I'm reading through Marker's Model Theory: An Introduction, and I'm confused by the proof of Proposition 2.2.2. The result is as follows:
Let $T$ be an $\mathcal{L}$-theory with infinite models. If $\kappa$ is an infinite cardinal with $\kappa \geq |\mathcal{L}|$, then there is a model of $T$ of cardinality $\kappa$.
The proof goes as follows. Let $\mathcal{L}^*$ be the language $\mathcal{L} \cup \{c_\alpha : \alpha \in \kappa \}$, where the $c_\alpha$ are constant symbols. Let $T^*$ be the $\mathcal{L}^*$-theory $T^* = T \cup \{ c_\alpha \neq c_\beta : \alpha, \beta \in \kappa, \alpha \neq \beta \}$. Any model of $T^*$ will have at least $\kappa$ many elements. To prove that $T^*$ is satisfiable, we use the Compactness Theorem by showing that $T^*$ is finitely satisfiable. If $\Delta \subseteq T^*$ is a finite subset of $T^*$, then $\Delta$ is contained in $T \cup \{ c_\alpha \neq c_\beta : \alpha, \beta \in I \}$ for some finite subset $I$ of $\kappa$. Any infinite model of $T$ would model $\Delta$, so we know that $T^*$ is finitely satisfiable, and therefore satisfiable.
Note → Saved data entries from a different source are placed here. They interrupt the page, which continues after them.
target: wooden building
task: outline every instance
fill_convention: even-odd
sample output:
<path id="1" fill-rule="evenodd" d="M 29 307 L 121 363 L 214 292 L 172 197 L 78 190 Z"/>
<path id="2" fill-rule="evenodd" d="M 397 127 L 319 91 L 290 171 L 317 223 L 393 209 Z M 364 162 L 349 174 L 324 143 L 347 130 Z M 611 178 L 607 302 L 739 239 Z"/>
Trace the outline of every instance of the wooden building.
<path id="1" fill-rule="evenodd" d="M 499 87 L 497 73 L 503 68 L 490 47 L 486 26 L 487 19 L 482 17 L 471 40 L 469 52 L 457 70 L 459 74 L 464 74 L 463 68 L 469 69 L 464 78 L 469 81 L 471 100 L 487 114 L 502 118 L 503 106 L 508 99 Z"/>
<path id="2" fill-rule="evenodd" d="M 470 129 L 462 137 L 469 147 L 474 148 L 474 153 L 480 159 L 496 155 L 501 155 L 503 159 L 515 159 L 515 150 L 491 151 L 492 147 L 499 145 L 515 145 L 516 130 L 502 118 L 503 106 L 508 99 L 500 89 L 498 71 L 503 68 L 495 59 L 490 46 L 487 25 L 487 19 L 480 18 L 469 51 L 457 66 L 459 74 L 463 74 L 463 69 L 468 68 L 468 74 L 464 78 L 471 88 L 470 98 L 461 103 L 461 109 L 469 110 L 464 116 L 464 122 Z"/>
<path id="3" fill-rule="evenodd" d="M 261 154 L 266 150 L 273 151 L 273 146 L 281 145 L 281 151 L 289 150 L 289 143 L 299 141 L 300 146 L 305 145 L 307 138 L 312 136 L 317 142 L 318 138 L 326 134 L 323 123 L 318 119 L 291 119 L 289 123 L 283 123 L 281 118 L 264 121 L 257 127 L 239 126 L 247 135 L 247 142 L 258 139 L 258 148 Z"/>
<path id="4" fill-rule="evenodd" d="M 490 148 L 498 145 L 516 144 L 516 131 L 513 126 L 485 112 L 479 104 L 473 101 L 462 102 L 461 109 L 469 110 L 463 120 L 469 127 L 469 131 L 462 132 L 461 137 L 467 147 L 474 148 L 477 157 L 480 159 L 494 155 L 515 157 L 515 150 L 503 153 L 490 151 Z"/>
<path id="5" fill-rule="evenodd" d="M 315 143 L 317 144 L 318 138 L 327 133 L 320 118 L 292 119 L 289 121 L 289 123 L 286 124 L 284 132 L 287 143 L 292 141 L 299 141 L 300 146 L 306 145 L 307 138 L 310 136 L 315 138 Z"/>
I have two questions about this. Firstly, it's not obvious to me that a model of $T^*$ would be of cardinality exactly $\kappa$, only at least $\kappa$. The $c_\alpha \neq c_\beta$ sentences ensure that $\kappa$ maps injectively into a model $\mathcal{M}$ by $\alpha \mapsto c_\alpha^\mathcal{M}$, but I don't see why that precludes the possibility that $M$ is of cardinality strictly greater than $\kappa$. At first, I took this to mean that there existed a model of cardinality at least $\kappa$ and it was just worded in a way that I misunderstood, but Marker uses this result to prove Vaught's test, where he invokes the existence of a model for $T$ of cardinality exactly $\kappa$.
Secondly, I don't see where the assumption that $\kappa \geq |\mathcal{L}|$ is used.
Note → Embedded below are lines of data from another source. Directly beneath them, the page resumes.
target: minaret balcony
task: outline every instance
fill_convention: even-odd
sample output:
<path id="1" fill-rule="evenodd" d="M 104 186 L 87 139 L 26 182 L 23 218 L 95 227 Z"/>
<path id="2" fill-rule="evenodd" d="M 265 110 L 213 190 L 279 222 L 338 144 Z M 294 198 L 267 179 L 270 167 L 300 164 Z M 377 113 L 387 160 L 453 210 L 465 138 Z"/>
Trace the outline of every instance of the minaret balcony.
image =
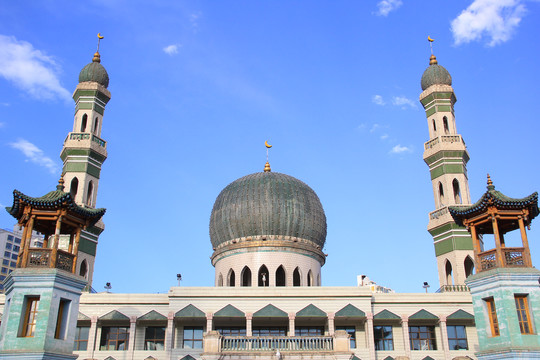
<path id="1" fill-rule="evenodd" d="M 334 351 L 332 336 L 223 336 L 222 352 L 244 351 L 321 352 Z"/>
<path id="2" fill-rule="evenodd" d="M 461 135 L 441 135 L 424 143 L 424 159 L 440 150 L 465 150 L 467 146 Z"/>
<path id="3" fill-rule="evenodd" d="M 22 256 L 22 254 L 20 255 Z M 75 255 L 67 251 L 58 249 L 56 259 L 53 259 L 53 249 L 50 248 L 30 248 L 28 249 L 28 260 L 25 267 L 35 268 L 56 268 L 68 272 L 73 270 Z"/>
<path id="4" fill-rule="evenodd" d="M 481 269 L 485 271 L 496 267 L 528 267 L 525 261 L 524 247 L 501 248 L 501 264 L 497 264 L 497 249 L 483 251 L 478 254 Z"/>
<path id="5" fill-rule="evenodd" d="M 91 133 L 69 133 L 64 140 L 64 148 L 91 148 L 107 155 L 107 142 Z"/>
Any help clearing up either of these confusions would be greatly appreciated.
Your two concerns are related. We use $\kappa \geq |\mathcal{L}|$ in order to show that there is a model of size exactly $\kappa$.
The idea is to pick your favorite set of size $\kappa$ and then close it under all the operations of $\mathcal{L}$.
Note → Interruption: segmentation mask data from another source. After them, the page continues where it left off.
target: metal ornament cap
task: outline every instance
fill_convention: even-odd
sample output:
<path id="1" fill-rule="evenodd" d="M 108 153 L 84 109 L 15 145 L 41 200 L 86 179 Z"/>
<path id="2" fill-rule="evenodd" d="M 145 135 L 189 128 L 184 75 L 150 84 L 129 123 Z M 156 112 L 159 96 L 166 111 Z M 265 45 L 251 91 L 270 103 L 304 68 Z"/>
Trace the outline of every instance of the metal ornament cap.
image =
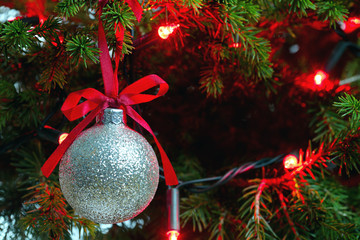
<path id="1" fill-rule="evenodd" d="M 159 165 L 150 144 L 128 128 L 121 109 L 105 109 L 61 158 L 59 181 L 77 214 L 113 224 L 141 213 L 153 199 Z"/>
This is entirely analogous to finding the smallest subgroup containing a subset of a group $G$. We take $S \subseteq G$ and close it under the group operations.
Showing that taking this closure doesn't add too many elements (that is, we end with $\kappa$ many elements) uses the fact that we don't need to do this closure operation too many times -- after all, there are at most $\kappa$ many operations in $\mathcal{L}$ to worry about.
The actual process of taking this closure is a bit tedious, but isn't hard. You can find more information by googling around for the "Downward Lowenheim-Skolem Theorem"
I hope this helps ^_^